Human-robot teamwork is becoming more common, especially in areas like manufacturing and healthcare. A key part of this collaboration is communication. For robots and humans to work well together, they need to clearly understand each other's intentions. One effective way for robots to communicate is through Visual Signals. These signals can grab our attention quickly and convey important information at a glance.

The challenge is that creating these visual signals often takes a lot of time and expertise. However, recent advancements in technology, particularly with Large Language Models (LLMs), open new possibilities for improving human-robot communication. LLMs can generate text and other forms of information based on vast amounts of data they have been trained on.

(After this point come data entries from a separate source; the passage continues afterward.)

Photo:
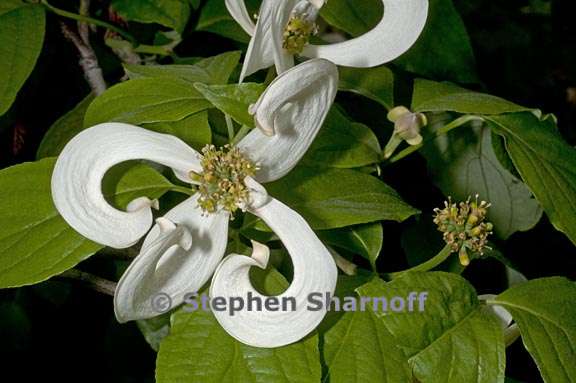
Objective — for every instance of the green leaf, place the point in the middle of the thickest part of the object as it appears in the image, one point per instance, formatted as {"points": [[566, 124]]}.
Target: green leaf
{"points": [[365, 240], [450, 338], [233, 99], [214, 70], [430, 96], [216, 19], [546, 163], [443, 50], [194, 129], [146, 100], [545, 313], [35, 242], [63, 130], [375, 83], [199, 350], [331, 198], [463, 163], [21, 39], [352, 16], [359, 349], [170, 13], [342, 143]]}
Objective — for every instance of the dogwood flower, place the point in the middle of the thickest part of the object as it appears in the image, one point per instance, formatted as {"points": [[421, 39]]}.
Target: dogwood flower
{"points": [[284, 27], [184, 248]]}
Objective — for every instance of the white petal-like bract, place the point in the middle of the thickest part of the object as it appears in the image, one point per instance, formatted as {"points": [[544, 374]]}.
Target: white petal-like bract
{"points": [[80, 168], [240, 13], [288, 116], [400, 27], [164, 268], [314, 272]]}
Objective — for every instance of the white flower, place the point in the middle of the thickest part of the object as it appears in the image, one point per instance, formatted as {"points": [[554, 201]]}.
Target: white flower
{"points": [[182, 251], [284, 27]]}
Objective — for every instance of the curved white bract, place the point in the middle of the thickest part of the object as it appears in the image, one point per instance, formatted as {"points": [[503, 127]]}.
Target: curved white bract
{"points": [[162, 267], [265, 48], [289, 115], [401, 24], [80, 168], [238, 11], [314, 272]]}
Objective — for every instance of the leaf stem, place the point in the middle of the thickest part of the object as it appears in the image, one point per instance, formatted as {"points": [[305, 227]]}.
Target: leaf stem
{"points": [[96, 283], [443, 130], [230, 126], [183, 190], [89, 20], [426, 266]]}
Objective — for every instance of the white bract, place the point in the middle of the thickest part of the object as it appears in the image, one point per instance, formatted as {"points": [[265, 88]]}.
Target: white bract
{"points": [[186, 246], [284, 27]]}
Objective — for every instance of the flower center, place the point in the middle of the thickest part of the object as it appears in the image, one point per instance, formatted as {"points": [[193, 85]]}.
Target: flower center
{"points": [[464, 227], [222, 180], [300, 27]]}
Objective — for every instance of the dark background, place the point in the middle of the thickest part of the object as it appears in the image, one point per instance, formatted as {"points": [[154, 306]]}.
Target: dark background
{"points": [[56, 332]]}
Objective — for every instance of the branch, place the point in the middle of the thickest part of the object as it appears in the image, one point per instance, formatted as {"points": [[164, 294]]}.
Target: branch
{"points": [[95, 283], [88, 60]]}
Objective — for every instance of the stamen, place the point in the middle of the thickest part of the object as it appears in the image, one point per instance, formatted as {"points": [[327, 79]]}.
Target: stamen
{"points": [[300, 27], [464, 228], [222, 180]]}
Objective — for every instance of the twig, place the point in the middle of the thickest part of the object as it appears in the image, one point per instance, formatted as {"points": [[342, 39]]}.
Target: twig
{"points": [[96, 283], [88, 60], [84, 27]]}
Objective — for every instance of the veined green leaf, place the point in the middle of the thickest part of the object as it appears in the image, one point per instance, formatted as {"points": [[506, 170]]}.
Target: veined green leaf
{"points": [[170, 13], [233, 99], [219, 358], [146, 100], [215, 18], [342, 143], [431, 96], [450, 338], [365, 240], [194, 129], [545, 313], [214, 70], [359, 349], [64, 129], [35, 242], [21, 38], [546, 163], [330, 198], [463, 163], [375, 83]]}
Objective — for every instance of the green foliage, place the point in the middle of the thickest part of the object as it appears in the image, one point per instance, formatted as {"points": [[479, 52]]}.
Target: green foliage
{"points": [[21, 39], [463, 164], [233, 100], [375, 83], [453, 339], [214, 70], [342, 143], [546, 318], [365, 240], [63, 130], [170, 13], [220, 358], [36, 243]]}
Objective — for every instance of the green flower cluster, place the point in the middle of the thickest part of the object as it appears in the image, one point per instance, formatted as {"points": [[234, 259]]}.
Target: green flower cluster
{"points": [[222, 180], [464, 227], [297, 34]]}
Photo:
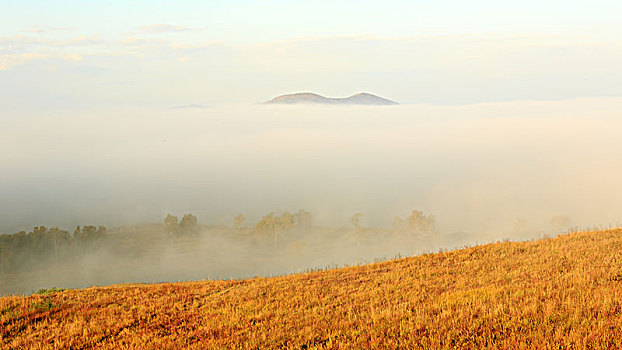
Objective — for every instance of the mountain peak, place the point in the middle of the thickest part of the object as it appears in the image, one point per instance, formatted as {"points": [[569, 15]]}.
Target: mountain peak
{"points": [[362, 98]]}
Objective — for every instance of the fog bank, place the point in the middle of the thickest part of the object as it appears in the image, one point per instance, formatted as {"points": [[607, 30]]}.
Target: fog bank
{"points": [[478, 168]]}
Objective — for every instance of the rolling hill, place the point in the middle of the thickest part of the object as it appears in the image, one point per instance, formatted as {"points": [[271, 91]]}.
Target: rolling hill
{"points": [[311, 98], [564, 292]]}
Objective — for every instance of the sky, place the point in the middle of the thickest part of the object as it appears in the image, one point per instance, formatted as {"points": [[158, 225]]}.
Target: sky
{"points": [[83, 54], [115, 113]]}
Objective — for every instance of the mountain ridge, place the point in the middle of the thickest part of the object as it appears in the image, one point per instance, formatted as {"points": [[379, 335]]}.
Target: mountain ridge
{"points": [[362, 98]]}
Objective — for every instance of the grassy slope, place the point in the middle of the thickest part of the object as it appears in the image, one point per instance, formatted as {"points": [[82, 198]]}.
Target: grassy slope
{"points": [[565, 291]]}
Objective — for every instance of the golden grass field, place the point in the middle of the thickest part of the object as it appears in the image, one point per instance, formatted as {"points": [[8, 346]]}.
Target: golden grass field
{"points": [[561, 293]]}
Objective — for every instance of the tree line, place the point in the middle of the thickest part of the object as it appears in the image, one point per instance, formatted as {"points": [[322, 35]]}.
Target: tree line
{"points": [[22, 250]]}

In this article, we will introduce a new framework called SiSCo, which stands for Signal Synthesis for Effective Human-Robot Communication. SiSCo combines the strength of LLMs with mixed-reality technology to create visual signals that can help robots and humans work together more efficiently. We will discuss how SiSCo operates, its benefits, and the results of studies that have tested its effectiveness.

The Importance of Clear Communication

In any collaborative task, clear communication is vital. When working with robots, misunderstandings can lead to errors or accidents. For example, if a robot signals that it needs assistance, the human must accurately interpret this message to provide the appropriate help. Effective communication ensures that both parties understand what the other intends to do.

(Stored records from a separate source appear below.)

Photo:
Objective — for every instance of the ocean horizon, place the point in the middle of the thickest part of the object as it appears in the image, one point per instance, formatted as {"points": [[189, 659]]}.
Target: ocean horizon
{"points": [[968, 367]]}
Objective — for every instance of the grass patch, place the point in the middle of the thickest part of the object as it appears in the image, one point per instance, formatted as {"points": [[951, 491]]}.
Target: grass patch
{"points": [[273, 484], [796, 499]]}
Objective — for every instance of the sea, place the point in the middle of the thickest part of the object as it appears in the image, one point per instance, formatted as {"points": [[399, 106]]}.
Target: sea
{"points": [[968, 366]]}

Various methods exist for robots to communicate with humans, such as text, sounds, gestures, and visual signals. Visual signals are especially effective because they can convey complex information quickly. Recent advancements in affordable technology for virtual and augmented reality have increased interest in using visual forms of communication for human-robot collaboration.

Despite their advantages, creating visual signals is not easy. It usually requires specialized knowledge and resources. This complexity can hinder the use of visual communication in practical situations.

The Role of Large Language Models

Large Language Models (LLMs) have gained attention for their ability to generate coherent and contextually relevant text. They grasp the nuances of human language and can respond appropriately to a range of prompts. By utilizing large datasets from the internet, these models learn a wide variety of information, which enables them to engage in flexible and natural interactions.

Leveraging LLMs for visual communication presents an exciting opportunity. By using them to understand context and generate signals on the fly, we can potentially bridge the gap between text-based communication and visual signaling in Human-Robot Collaborations.

Introducing SiSCo

SiSCo is a novel framework designed to facilitate effective communication between humans and robots by integrating LLMs with mixed-reality technology. The main goal is to produce meaningful visual signals that help robots convey their intentions in real-time.

How SiSCo Works

SiSCo works by interpreting a task prompt and generating visual signals that a human can easily understand. When a robot encounters a problem during a task, it sends a signal through SiSCo, which synthesizes visual cues to prompt human assistance.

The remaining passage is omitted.